7. Puasa pada bulan Harom (bulan yang dihormati) yaitu bulan Dzulqa’dah, Dzulhijjah, Muharrom, dan Rojab. Dianjurkan untuk memperbanyak amal ibadah pada bulan-bulan tersebut termasuk ibadah puasa.
8. Puasa Senin dan Kamis. Namun tidak ada kewajiban mengiringi puasa hari Senin dengan puasa hari Kamis atau sebaliknya. Keduanya merupakan hari di mana amal-amal hamba diangkat dan diperlihatkan kepada Alloh.
9. Puasa tiga hari setiap bulan. Disunnahkan untuk melakukannya pada hari-hari putih (Ayyaamul Bidh) yaitu tanggal 13, 14, dan 15 setiap bulan. Sehingga tidaklah benar anggapan sebagian orang yang menganggap bahwa puasa pada harai putih adalah puasa dengan hanya memakan nasi putih, telur putih, air putih, dsb.
10. Puasa Dawud, yaitu puasa sehari dan tidak puasa sehari. Keutamaannya adalah karena puasa ini adalah puasa yang paling disukai oleh Alloh (HR. Bukhori-Muslim).

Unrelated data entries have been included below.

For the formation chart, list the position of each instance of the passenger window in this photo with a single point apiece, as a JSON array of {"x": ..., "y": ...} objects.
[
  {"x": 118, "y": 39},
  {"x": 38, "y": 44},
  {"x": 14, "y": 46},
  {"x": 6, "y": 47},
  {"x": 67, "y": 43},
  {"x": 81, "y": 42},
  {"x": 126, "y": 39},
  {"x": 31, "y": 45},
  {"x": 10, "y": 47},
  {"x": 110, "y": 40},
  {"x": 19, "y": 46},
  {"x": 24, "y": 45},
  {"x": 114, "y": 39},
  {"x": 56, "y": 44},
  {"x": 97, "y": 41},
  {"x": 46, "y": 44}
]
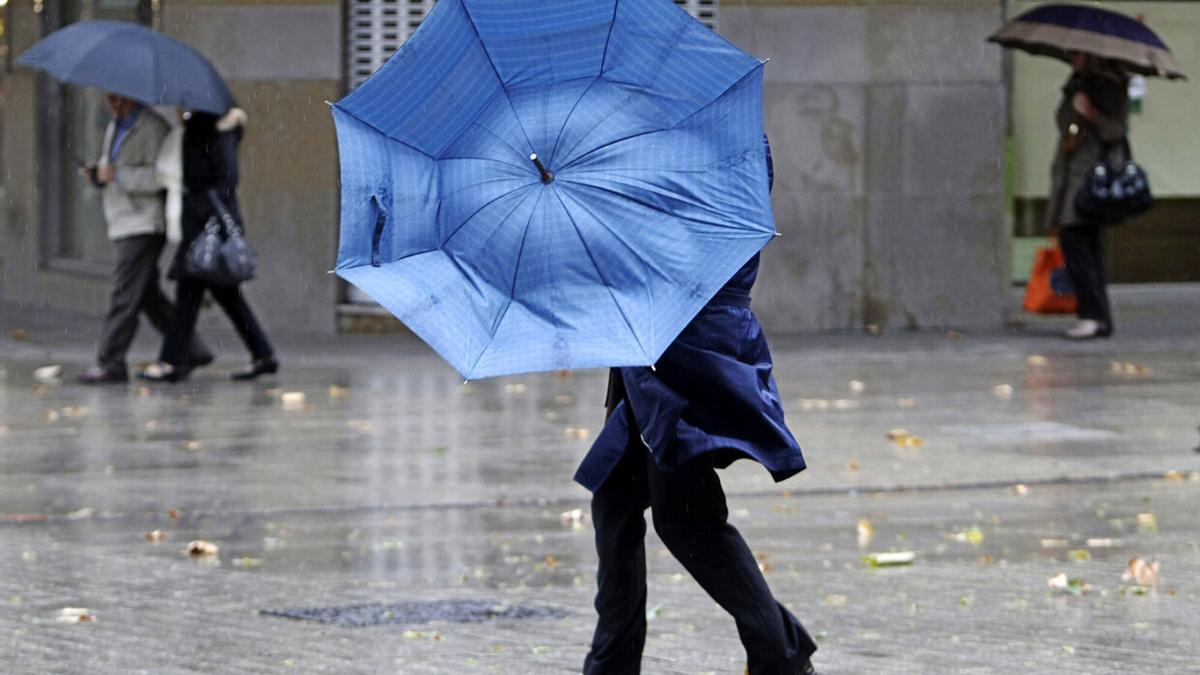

J. Hal-Hal yang Dianggap Membatalkan Puasa
Ada sejumlah persoalan yang sering menjadi perselisihan di antara kaum muslimin seputar pembatal-pembatal puasa. Di antaranya memang ada yang menjadi permasalahan yang diperselisihkan di antara para ulama, namun ada pula hanya sekedar anggapan yang berlebih-lebihan dan tidak dibangun di atas dalil.
Melalui tulisan ini akan dikupas beberapa permasalahan yang oleh sebagian umat dianggap sebagai pembatal puasa namun sesungguhnya tidak demikian. Keterangan-keterangan yang dibawakan nantinya sebagian besar diambilkan dari kitab Fatawa Ramadhan -cetakan pertama dari penerbit Adhwaa’ As-salaf- yang berisi kumpulan fatwa para ulama seperti Asy-Syaikh Ibnu Baz, Asy-Syaikh Al-‘Utsaimin, Asy-Syaikh Shalih Al-Fauzan, dan lain-lain rahimahumullahu ajma’in.
Di antara faidah yang bisa kita ambil dari kitab tersebut adalah:
1. Bahwa orang yang melakukan pembatal-pembatal puasa dalam keadaan lupa, dipaksa, dan tidak tahu dari sisi hukumnya, maka tidaklah batal puasanya.
2. Orang yang muntah bukan karena keinginannya (tidak sengaja) tidaklah batal puasanya.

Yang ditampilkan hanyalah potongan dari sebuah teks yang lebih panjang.